Like with all other target programs, it is an advantage to know whether or not an application is packed with a encryption/protection scheme and if so, with which one. For this reason I recommend the PEiD (PE iDentifier v0.8) coded by snaker & Qwerton or PE-Scan v3.13 by Snyper.



I also recommend that if you use PEiD that you turn on the HARDCORE scanning option number 2 ON. The reason for this is that a lot of the more advanced packers/encryptors will try and fake identifiers by using other packers/cryptors' identification strings as well as virtually no identification markings at all. This will limit those chances to allmost none!



By the way, it IS packed with the Armadillo SPS v2.53+, making it a very "tough" target for most crackers! So how will we go about cracking this application?

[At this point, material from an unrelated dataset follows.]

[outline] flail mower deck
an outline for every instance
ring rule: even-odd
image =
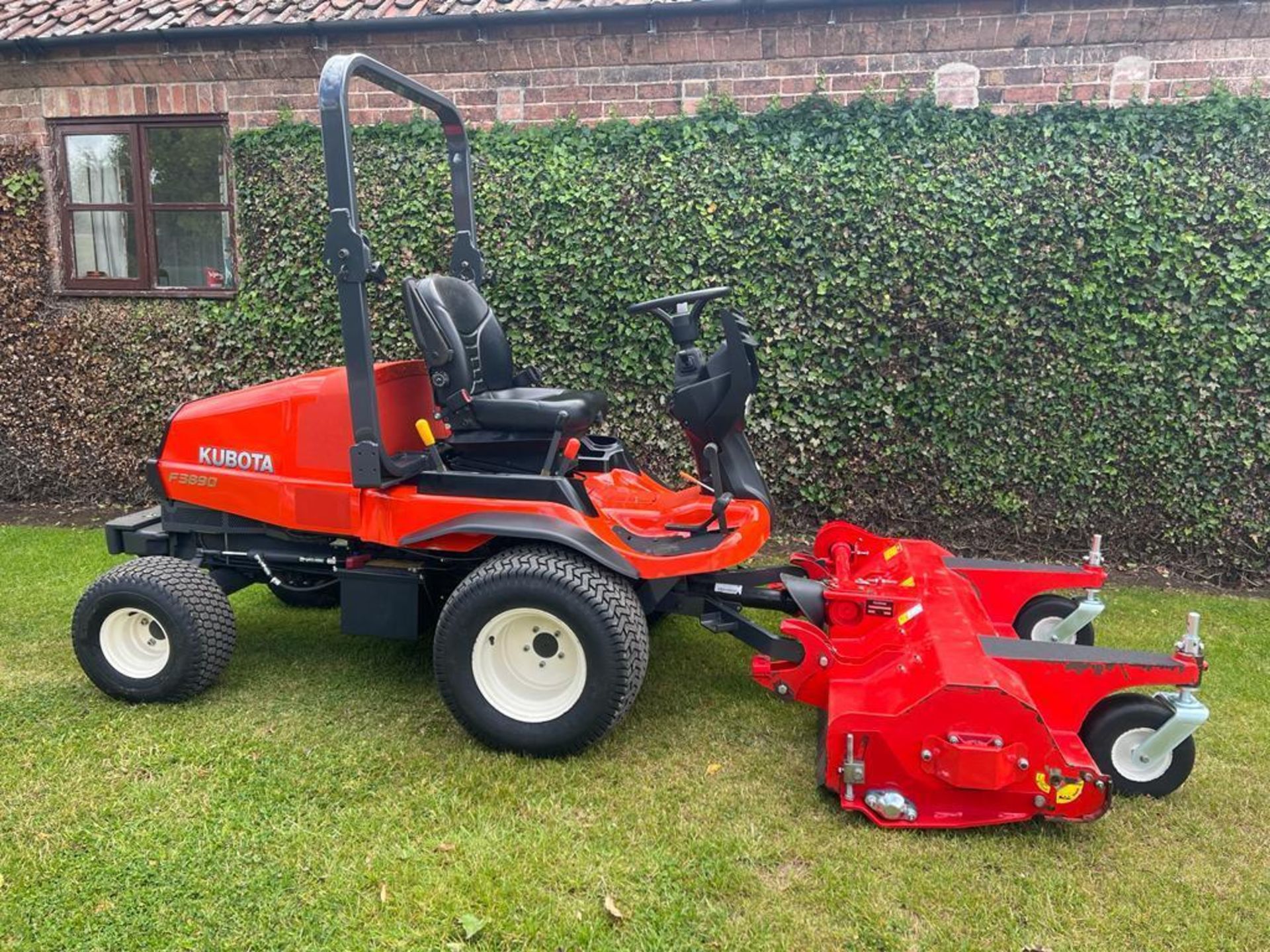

Wel first install it into a directory of choice and extract the Armkiller.Exe and Arm.Dll files into the main application directory.


UNPACKING
Execute ArmKiller and select the main BMP.Exe executable.

Congratulations! - You have successfully cracked Blaze Media PRO! ArmKiller will do its work and you will be greeted with the following message "The FIRST dump (dump.exe) is read...".


Click the OK button and wait for the second message box to pop up saying "The SECOND dump (dump.exe) is ready. You can now rebuild...".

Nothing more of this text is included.